109    En l’espèce, Frontex a, dans la décision attaquée, exposé les motifs pour lesquels les informations demandées ne pouvaient pas être divulguées. À cet égard, elle a fait valoir que, si les informations demandées étaient divulguées, il serait possible, en les combinant avec des informations mises à disposition du public sur certains sites Internet ou outils maritimes, de connaître la position des navires de patrouille et que, en possession de ces informations, les réseaux criminels impliqués dans le trafic de migrants et la traite d’êtres humains seraient informés des zones et des horaires de patrouille des navires, ce qui leur permettrait d’adapter leur modus operandi afin de contourner la surveillance des frontières et, partant, de franchir la frontière extérieure et d’accéder de manière irrégulière au territoire d’un État membre de l’Union.

110    En elles-mêmes, ces explications permettent aux requérants de comprendre les raisons pour lesquelles l’accès aux informations demandées leur a été refusé et au Tribunal d’exercer son contrôle, dès lors qu’elles mettent en évidence comment, combinées avec des renseignements aisément accessibles, les informations demandées peuvent être utilisées par des réseaux de trafiquants pour créer une situation où, de manière raisonnablement prévisible et non purement hypothétique, la sécurité publique serait affectée.

111    Les requérants soutiennent toutefois que, dans la décision attaquée, Frontex devait indiquer comment les informations requises, une fois qu’elles leur auraient été fournies, auraient pu être utilisées, conjointement avec des sites Internet et des outils ou d’autres sources publiquement disponibles, pour déterminer l’emplacement futur probable des navires participant à l’opération Triton.

112    À cet égard, il convient de relever que l’institution ou l’agence défenderesse, lorsqu’elle fait face à une demande visant à divulguer certaines informations, n’est pas tenue, dans les motifs de l’acte attaqué, de dévoiler des éléments qui auraient pour effet, si lesdites informations étaient divulguées, de porter atteinte à l’intérêt public visé par l’exception invoquée par cette institution ou agence (voir, en ce sens, arrêt du 7 février 2018, Access Info Europe/Commission, T‑852/16, EU:T:2018:71, point 114 et jurisprudence citée).

113    Si une telle obligation existait, l’institution ou l’agence, en fournissant ces explications sur l’usage pouvant être fait des informations demandées, créerait elle-même une situation où, par son comportement, la sécurité publique, qu’elle a pour mission, notamment, de protéger, serait mise en danger.

114    Dans ces conditions, il convient de considérer que la décision attaquée satisfait à l’obligation de motivation.
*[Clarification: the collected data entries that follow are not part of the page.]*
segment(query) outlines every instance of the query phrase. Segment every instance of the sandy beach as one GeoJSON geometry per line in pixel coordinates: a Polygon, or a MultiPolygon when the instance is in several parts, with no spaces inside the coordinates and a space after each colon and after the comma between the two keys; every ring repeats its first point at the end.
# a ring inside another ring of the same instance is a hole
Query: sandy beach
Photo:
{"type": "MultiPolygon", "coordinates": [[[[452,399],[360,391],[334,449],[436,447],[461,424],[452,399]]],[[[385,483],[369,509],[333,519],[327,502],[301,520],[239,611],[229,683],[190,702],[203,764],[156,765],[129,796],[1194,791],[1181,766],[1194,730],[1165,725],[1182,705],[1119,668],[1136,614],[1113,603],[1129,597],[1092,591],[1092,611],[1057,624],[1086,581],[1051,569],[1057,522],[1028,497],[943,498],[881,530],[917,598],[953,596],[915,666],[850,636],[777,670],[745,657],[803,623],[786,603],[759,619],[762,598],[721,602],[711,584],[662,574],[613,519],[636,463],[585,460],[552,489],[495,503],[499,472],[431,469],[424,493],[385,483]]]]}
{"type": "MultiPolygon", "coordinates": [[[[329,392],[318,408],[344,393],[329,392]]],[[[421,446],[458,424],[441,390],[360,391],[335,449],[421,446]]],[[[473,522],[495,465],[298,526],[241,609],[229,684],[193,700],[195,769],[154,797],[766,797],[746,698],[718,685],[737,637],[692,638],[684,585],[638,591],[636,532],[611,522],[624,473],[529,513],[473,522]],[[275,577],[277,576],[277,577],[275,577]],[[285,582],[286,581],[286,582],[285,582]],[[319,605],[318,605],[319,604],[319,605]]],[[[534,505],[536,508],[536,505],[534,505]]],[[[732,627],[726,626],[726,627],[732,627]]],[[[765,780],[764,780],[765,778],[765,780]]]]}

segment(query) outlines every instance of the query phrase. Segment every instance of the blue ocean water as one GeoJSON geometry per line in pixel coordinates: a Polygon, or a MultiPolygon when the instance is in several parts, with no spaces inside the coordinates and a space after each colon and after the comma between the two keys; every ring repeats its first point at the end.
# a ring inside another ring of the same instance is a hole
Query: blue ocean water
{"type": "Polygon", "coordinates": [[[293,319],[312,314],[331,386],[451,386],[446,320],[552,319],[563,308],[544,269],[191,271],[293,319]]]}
115    La seconde branche du premier moyen doit, dès lors, être rejetée comme étant non fondée.

116    Il y a donc lieu de rejeter le recours.

 Sur les dépens

117    Aux termes de l’article 134, paragraphe 1, du règlement de procédure, toute partie qui succombe est condamnée aux dépens, s’il est conclu en ce sens.

118    Les requérants ayant succombé, il y a lieu de les condamner aux dépens, conformément aux conclusions de Frontex.

Par ces motifs,

LE TRIBUNAL (première chambre)

déclare et arrête :

1)      Le recours est rejeté.

2)      Mme Luisa Izuzquiza et M. Arne Semsrott sont condamnés aux dépens.

Nihoul

Svenningsen

Öberg

Ainsi prononcé en audience publique à Luxembourg, le 27 novembre 2019.

Signatures


*      Langue de procédure : l’anglais.